Use Microsoft Edge's online text-to-speech service from JS code directly!

License

Notifications You must be signed in to change notification settings

ericc-ch/edge-tts

Repository files navigation

Edge TTS

A TypeScript library for generating speech using Microsoft Edge's text-to-speech API

Generate speech from text using Microsoft Edge's text-to-speech service.
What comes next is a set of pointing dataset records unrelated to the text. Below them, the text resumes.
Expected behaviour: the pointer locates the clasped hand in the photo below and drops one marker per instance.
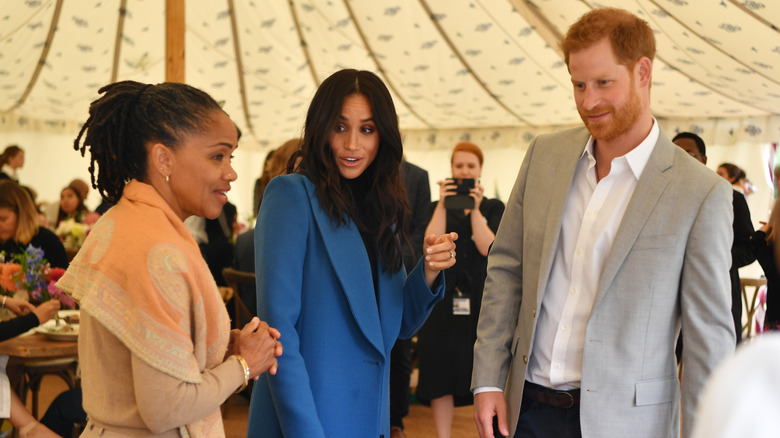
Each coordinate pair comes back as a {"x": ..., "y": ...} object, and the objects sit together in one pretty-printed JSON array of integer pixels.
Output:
[
  {"x": 258, "y": 344},
  {"x": 439, "y": 253}
]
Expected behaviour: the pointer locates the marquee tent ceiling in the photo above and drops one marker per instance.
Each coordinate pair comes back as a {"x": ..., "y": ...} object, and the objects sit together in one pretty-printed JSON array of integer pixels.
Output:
[{"x": 450, "y": 64}]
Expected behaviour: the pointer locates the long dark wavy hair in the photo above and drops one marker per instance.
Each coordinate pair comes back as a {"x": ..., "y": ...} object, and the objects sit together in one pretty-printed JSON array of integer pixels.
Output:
[
  {"x": 126, "y": 117},
  {"x": 384, "y": 213}
]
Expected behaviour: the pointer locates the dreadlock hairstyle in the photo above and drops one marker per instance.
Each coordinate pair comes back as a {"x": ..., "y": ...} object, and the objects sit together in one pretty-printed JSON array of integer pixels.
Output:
[
  {"x": 127, "y": 117},
  {"x": 384, "y": 212}
]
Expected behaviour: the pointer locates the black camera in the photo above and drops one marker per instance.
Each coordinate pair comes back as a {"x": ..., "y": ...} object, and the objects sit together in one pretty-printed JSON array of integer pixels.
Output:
[{"x": 461, "y": 199}]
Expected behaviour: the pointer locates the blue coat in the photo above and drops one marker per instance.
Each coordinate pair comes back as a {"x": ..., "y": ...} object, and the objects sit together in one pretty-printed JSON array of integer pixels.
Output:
[{"x": 314, "y": 284}]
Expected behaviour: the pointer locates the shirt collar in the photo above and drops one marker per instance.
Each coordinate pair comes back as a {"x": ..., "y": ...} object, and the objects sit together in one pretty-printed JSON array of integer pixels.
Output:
[{"x": 638, "y": 157}]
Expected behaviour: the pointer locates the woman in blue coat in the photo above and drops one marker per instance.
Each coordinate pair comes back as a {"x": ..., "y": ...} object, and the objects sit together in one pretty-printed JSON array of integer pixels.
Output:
[{"x": 329, "y": 270}]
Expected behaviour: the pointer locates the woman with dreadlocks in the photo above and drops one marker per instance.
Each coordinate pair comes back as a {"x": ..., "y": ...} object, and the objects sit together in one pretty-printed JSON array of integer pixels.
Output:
[{"x": 157, "y": 355}]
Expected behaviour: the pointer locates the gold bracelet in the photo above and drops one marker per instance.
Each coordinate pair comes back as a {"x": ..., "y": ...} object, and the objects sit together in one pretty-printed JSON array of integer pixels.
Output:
[{"x": 245, "y": 366}]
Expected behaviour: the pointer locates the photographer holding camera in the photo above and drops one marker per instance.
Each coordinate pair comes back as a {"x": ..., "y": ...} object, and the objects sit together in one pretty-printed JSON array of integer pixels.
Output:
[{"x": 445, "y": 343}]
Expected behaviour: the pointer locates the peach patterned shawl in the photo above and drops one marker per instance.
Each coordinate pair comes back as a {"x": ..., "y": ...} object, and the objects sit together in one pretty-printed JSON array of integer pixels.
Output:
[{"x": 141, "y": 274}]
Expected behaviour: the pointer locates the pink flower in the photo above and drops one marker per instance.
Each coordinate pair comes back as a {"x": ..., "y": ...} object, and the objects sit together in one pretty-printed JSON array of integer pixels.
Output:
[{"x": 8, "y": 276}]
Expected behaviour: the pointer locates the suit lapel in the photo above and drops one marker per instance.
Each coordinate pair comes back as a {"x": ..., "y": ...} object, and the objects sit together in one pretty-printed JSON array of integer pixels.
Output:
[
  {"x": 563, "y": 161},
  {"x": 348, "y": 257},
  {"x": 649, "y": 188}
]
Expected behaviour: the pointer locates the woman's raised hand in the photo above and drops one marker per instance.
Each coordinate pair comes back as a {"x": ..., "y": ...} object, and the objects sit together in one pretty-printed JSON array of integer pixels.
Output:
[
  {"x": 257, "y": 343},
  {"x": 19, "y": 307},
  {"x": 46, "y": 311},
  {"x": 439, "y": 253},
  {"x": 447, "y": 187}
]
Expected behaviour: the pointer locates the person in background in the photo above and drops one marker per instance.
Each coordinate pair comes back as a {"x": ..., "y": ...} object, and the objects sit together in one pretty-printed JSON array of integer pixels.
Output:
[
  {"x": 446, "y": 342},
  {"x": 72, "y": 205},
  {"x": 11, "y": 160},
  {"x": 763, "y": 243},
  {"x": 742, "y": 226},
  {"x": 150, "y": 310},
  {"x": 418, "y": 191},
  {"x": 275, "y": 164},
  {"x": 612, "y": 240},
  {"x": 19, "y": 226},
  {"x": 741, "y": 398},
  {"x": 330, "y": 270},
  {"x": 244, "y": 255},
  {"x": 28, "y": 317},
  {"x": 737, "y": 177}
]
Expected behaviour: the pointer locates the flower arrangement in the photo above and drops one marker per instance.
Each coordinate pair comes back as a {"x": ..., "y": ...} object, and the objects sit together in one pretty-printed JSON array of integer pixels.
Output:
[{"x": 29, "y": 272}]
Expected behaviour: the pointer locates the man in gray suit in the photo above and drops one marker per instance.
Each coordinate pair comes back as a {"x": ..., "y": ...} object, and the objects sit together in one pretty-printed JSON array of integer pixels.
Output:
[{"x": 612, "y": 240}]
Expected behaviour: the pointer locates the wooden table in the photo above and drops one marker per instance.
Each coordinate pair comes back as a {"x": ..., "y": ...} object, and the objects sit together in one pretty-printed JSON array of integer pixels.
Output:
[
  {"x": 37, "y": 346},
  {"x": 34, "y": 355}
]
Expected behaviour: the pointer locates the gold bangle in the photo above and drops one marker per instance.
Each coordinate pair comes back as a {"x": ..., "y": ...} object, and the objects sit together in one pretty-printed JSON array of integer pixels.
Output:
[{"x": 245, "y": 366}]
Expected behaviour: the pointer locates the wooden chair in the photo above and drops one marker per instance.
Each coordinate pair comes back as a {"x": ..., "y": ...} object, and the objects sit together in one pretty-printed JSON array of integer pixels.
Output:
[
  {"x": 66, "y": 369},
  {"x": 750, "y": 305},
  {"x": 234, "y": 278}
]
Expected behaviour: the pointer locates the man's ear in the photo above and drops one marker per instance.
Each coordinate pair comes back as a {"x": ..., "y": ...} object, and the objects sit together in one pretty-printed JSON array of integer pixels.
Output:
[{"x": 644, "y": 71}]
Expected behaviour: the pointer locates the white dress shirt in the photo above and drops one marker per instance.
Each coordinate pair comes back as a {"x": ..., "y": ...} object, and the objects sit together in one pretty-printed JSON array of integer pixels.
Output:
[{"x": 591, "y": 218}]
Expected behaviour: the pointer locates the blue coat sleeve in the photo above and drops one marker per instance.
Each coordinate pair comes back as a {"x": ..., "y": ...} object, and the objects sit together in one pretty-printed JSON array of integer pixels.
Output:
[{"x": 419, "y": 300}]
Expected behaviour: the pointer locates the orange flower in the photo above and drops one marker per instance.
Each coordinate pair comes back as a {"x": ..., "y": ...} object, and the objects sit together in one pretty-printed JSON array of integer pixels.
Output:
[{"x": 7, "y": 280}]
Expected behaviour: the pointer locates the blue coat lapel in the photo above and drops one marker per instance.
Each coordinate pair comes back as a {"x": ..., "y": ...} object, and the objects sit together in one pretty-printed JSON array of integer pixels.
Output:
[{"x": 350, "y": 263}]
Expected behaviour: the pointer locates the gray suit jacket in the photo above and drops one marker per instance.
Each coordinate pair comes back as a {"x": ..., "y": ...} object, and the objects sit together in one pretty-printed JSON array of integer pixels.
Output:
[{"x": 668, "y": 268}]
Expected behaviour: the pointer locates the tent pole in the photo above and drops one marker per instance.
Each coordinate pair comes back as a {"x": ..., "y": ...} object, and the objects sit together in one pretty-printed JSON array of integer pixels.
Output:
[{"x": 174, "y": 41}]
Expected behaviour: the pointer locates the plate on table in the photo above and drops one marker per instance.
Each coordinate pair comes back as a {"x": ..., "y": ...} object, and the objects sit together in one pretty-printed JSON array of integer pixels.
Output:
[{"x": 61, "y": 332}]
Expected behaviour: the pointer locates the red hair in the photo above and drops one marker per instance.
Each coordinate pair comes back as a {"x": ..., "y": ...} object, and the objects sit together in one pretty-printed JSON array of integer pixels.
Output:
[{"x": 630, "y": 36}]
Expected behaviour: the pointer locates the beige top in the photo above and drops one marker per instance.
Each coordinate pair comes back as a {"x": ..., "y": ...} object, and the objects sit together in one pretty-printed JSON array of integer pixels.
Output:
[
  {"x": 123, "y": 394},
  {"x": 154, "y": 330}
]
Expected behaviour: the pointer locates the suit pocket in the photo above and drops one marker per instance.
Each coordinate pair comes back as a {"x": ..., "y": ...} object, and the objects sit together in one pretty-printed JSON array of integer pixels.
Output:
[
  {"x": 655, "y": 242},
  {"x": 653, "y": 392}
]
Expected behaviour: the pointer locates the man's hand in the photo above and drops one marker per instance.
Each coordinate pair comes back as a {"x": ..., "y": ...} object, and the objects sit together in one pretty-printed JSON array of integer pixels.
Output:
[{"x": 486, "y": 406}]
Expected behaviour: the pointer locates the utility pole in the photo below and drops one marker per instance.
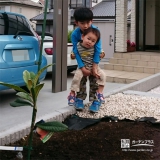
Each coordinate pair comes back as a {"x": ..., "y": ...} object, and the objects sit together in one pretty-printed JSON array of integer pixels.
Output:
[{"x": 60, "y": 32}]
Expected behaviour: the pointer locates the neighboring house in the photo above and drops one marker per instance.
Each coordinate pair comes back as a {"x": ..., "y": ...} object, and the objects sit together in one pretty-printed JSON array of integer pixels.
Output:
[
  {"x": 145, "y": 25},
  {"x": 26, "y": 7}
]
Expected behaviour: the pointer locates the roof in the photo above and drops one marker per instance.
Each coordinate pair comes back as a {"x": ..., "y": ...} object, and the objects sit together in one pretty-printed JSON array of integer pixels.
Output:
[
  {"x": 22, "y": 2},
  {"x": 40, "y": 17},
  {"x": 106, "y": 8}
]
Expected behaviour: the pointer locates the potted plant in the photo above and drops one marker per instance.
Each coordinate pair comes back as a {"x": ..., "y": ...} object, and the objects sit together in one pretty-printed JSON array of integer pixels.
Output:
[{"x": 131, "y": 46}]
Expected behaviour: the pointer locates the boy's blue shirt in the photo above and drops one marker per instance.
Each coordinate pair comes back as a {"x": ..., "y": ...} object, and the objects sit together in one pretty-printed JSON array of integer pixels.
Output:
[{"x": 76, "y": 37}]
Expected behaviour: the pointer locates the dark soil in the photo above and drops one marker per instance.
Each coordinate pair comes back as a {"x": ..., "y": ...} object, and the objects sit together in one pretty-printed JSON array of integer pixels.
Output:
[{"x": 99, "y": 142}]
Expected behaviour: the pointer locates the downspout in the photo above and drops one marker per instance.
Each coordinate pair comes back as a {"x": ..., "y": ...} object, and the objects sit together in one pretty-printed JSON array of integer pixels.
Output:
[{"x": 42, "y": 36}]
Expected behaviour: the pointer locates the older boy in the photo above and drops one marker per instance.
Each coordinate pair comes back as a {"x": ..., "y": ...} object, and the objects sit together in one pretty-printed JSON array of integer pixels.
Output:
[{"x": 83, "y": 19}]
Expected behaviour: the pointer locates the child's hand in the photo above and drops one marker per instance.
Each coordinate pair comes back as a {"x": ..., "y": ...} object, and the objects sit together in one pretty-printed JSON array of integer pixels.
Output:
[
  {"x": 85, "y": 71},
  {"x": 94, "y": 70}
]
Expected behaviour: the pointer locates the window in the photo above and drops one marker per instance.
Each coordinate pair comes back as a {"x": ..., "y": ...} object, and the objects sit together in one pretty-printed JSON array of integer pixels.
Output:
[
  {"x": 11, "y": 24},
  {"x": 2, "y": 8}
]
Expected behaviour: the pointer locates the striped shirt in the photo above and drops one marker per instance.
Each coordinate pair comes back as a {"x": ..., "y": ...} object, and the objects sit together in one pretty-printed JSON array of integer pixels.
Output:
[{"x": 86, "y": 55}]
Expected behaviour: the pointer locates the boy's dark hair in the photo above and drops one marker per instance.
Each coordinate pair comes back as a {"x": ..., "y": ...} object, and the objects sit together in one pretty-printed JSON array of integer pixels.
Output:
[
  {"x": 95, "y": 31},
  {"x": 83, "y": 14}
]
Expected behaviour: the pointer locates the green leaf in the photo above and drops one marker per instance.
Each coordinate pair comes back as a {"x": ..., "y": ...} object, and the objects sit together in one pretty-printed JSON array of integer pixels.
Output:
[
  {"x": 17, "y": 88},
  {"x": 33, "y": 95},
  {"x": 54, "y": 126},
  {"x": 25, "y": 96},
  {"x": 26, "y": 76},
  {"x": 32, "y": 75},
  {"x": 20, "y": 102},
  {"x": 37, "y": 89},
  {"x": 39, "y": 73}
]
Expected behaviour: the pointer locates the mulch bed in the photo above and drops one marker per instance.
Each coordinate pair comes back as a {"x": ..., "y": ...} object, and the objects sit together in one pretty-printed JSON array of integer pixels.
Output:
[{"x": 99, "y": 141}]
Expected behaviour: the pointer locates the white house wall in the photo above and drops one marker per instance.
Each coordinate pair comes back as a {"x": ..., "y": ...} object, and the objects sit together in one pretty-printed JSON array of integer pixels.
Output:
[
  {"x": 27, "y": 11},
  {"x": 150, "y": 22},
  {"x": 133, "y": 22},
  {"x": 157, "y": 23},
  {"x": 121, "y": 26}
]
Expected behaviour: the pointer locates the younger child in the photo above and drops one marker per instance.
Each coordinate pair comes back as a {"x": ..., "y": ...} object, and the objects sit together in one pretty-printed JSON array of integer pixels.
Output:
[{"x": 90, "y": 37}]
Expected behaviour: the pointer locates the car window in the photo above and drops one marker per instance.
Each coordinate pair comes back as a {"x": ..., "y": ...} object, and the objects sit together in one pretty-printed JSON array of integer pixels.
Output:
[{"x": 11, "y": 24}]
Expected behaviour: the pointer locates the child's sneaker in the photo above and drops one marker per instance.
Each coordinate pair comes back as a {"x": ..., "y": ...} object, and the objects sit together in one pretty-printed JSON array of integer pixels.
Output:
[
  {"x": 79, "y": 104},
  {"x": 95, "y": 106},
  {"x": 101, "y": 98},
  {"x": 71, "y": 100}
]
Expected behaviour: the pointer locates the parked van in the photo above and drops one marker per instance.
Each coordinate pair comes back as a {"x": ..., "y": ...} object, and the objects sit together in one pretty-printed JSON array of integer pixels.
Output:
[{"x": 19, "y": 49}]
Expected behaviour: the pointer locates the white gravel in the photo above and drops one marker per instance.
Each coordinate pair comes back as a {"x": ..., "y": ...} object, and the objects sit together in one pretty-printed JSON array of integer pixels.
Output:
[{"x": 127, "y": 106}]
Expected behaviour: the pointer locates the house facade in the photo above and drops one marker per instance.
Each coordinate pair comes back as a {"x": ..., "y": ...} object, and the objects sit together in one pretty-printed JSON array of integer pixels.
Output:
[
  {"x": 145, "y": 25},
  {"x": 28, "y": 8}
]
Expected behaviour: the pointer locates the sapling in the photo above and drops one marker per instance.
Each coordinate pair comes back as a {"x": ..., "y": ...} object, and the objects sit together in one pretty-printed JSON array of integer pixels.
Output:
[{"x": 29, "y": 98}]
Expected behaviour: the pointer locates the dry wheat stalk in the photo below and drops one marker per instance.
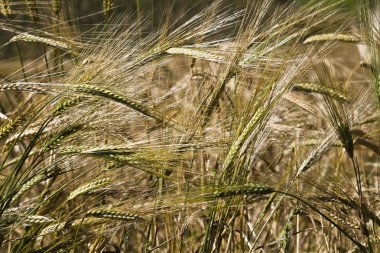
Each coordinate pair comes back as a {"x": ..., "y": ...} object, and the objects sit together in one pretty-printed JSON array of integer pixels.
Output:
[
  {"x": 38, "y": 39},
  {"x": 332, "y": 37}
]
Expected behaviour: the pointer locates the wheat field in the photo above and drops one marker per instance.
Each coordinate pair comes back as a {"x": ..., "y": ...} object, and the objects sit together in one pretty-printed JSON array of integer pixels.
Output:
[{"x": 230, "y": 127}]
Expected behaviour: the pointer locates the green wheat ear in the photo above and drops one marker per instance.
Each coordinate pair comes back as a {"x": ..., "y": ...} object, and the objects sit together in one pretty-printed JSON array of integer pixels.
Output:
[
  {"x": 115, "y": 215},
  {"x": 246, "y": 189},
  {"x": 89, "y": 187}
]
This library provides access to Edge's TTS capabilities with subtitle generation support and voice customization options.

Installation

npm install @echristian/edge-tts

CLI Usage

# List all available voices grouped by locale
npx @echristian/edge-tts voices

# Generate audio from text
npx @echristian/edge-tts synthesize "Hello world" --audio output.mp3 --voice en-US-AvaNeural

# Generate audio with subtitles
npx @echristian/edge-tts synthesize "Hello world" --audio output.mp3 --subtitle output.srt --voice en-US-AvaNeural

API Usage

import { synthesize, synthesizeStream, getVoices } from "@echristian/edge-tts";

// Get available voices
const voices = await getVoices();
console.log(voices); // Array of available voice options

// Basic usage with synthesize()
const { audio, subtitle } = await synthesize({
  text: "Hello, world!",
});

// Stream processing usage
const generator = synthesizeStream({ text: "Hello world" });
for await (const chunk of generator) {
  // chunk is a Uint8Array of raw audio data
  // Process or save each chunk as needed
}

// Collecting all streamed chunks
const chunks: Uint8Array[] = [];
for await (const chunk of synthesizeStream({ text: "Hello world" })) {
  chunks.push(chunk);
}

API

getVoices(): Promise<Array>

Returns an array of available voices with their properties.

Voice Object

Property Type Description
Name string Full name of the voice
ShortName string Short identifier for the voice
Gender string Voice gender (Male/Female)
Locale string Language code and region
FriendlyName string Display name for the voice

synthesize(options): Promise

Main function to generate speech from text.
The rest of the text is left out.